For two months, I figured this post would be about me leaving RR and how much I have learned in almost three years. It should have been but it won't because I am not leaving yet.
After applying for several jobs and two interviews, I was offered a job that was 45 minutes from my son. It was what I have been dreaming about for months. But, I would have had to take a pay cut. In the end, I decided it was best to stay here. I don't regret but I have a lot of what ifs.
For the next few months, I will be learning to design pages in InDesign to help develop another skill set. I am also looking for a part-time job to help in the mean time. So I am updating my skills by learning layout and design in InDesign. Learning the new stuff will be in addition to my reporting duties.
My editor sees something in me that is more than a reporter. He told me it bothered him to see me applying for jobs where I would be paid less than what I make here.

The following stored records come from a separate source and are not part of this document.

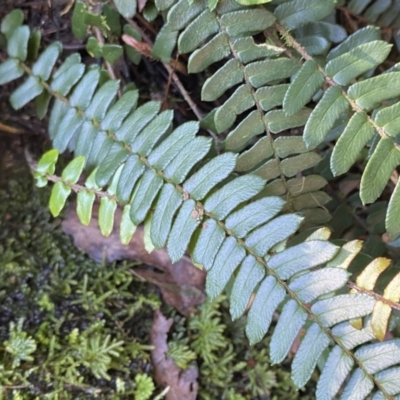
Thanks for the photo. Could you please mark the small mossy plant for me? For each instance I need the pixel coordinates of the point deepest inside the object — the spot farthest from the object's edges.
(249, 208)
(75, 329)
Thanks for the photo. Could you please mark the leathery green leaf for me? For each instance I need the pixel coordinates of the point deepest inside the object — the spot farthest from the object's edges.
(114, 158)
(149, 186)
(380, 319)
(152, 133)
(192, 153)
(251, 126)
(288, 145)
(263, 239)
(357, 61)
(106, 215)
(84, 90)
(364, 35)
(247, 50)
(271, 96)
(240, 101)
(229, 257)
(378, 356)
(249, 159)
(291, 166)
(310, 286)
(356, 135)
(134, 124)
(305, 84)
(336, 370)
(324, 115)
(47, 162)
(224, 200)
(127, 8)
(252, 2)
(210, 240)
(305, 360)
(216, 170)
(102, 100)
(17, 43)
(116, 114)
(299, 12)
(268, 297)
(46, 61)
(227, 76)
(369, 93)
(167, 204)
(289, 324)
(133, 169)
(389, 119)
(251, 216)
(303, 256)
(343, 307)
(11, 21)
(250, 274)
(370, 274)
(384, 160)
(30, 89)
(358, 386)
(197, 31)
(215, 50)
(260, 73)
(163, 154)
(188, 219)
(277, 120)
(392, 290)
(73, 170)
(127, 228)
(393, 213)
(389, 379)
(58, 197)
(148, 244)
(84, 205)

One job offered me $9.50. When I got that offer, I wondered if I had wasted three years of my life here away from my son. So the last week, I have been in limbo. I come home, watch some Olympics and go to bed. I suspended packing and cleaning.

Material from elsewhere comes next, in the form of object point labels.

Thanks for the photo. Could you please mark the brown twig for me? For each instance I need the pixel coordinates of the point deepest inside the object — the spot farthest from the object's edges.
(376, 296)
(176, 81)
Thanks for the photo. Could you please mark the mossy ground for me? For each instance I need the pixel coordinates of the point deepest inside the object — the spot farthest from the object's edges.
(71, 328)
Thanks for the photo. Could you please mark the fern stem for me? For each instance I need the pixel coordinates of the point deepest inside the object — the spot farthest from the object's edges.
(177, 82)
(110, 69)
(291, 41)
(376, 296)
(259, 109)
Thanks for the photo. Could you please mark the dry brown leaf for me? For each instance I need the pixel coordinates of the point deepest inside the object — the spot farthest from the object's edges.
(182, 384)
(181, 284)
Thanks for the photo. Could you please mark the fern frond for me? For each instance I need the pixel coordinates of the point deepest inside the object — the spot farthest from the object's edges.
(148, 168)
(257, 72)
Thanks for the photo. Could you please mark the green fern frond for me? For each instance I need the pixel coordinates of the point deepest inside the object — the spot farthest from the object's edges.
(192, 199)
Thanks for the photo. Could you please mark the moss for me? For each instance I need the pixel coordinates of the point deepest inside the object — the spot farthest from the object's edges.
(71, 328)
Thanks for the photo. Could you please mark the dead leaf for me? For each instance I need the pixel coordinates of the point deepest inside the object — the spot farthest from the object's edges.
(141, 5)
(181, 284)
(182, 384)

I took myself out of limbo status yesterday when I cleaned and mopped my bathroom and kitchen. There are tons of empty boxes in the living room. I guess I am disappointed about not being able to move in the motel. I found out my lease is until mid-December. My rent has become more than I can handle so I am either going to look for a roommate or move to a smaller place.
The only place I am not in limbo is at work. I am back to covering four school districts. Soon one day, my time will come.
1. Taking a good look at myself nude in the mirror. I didn't cry or break the mirror. Progress!
2. Seeing a difference in drinking more water!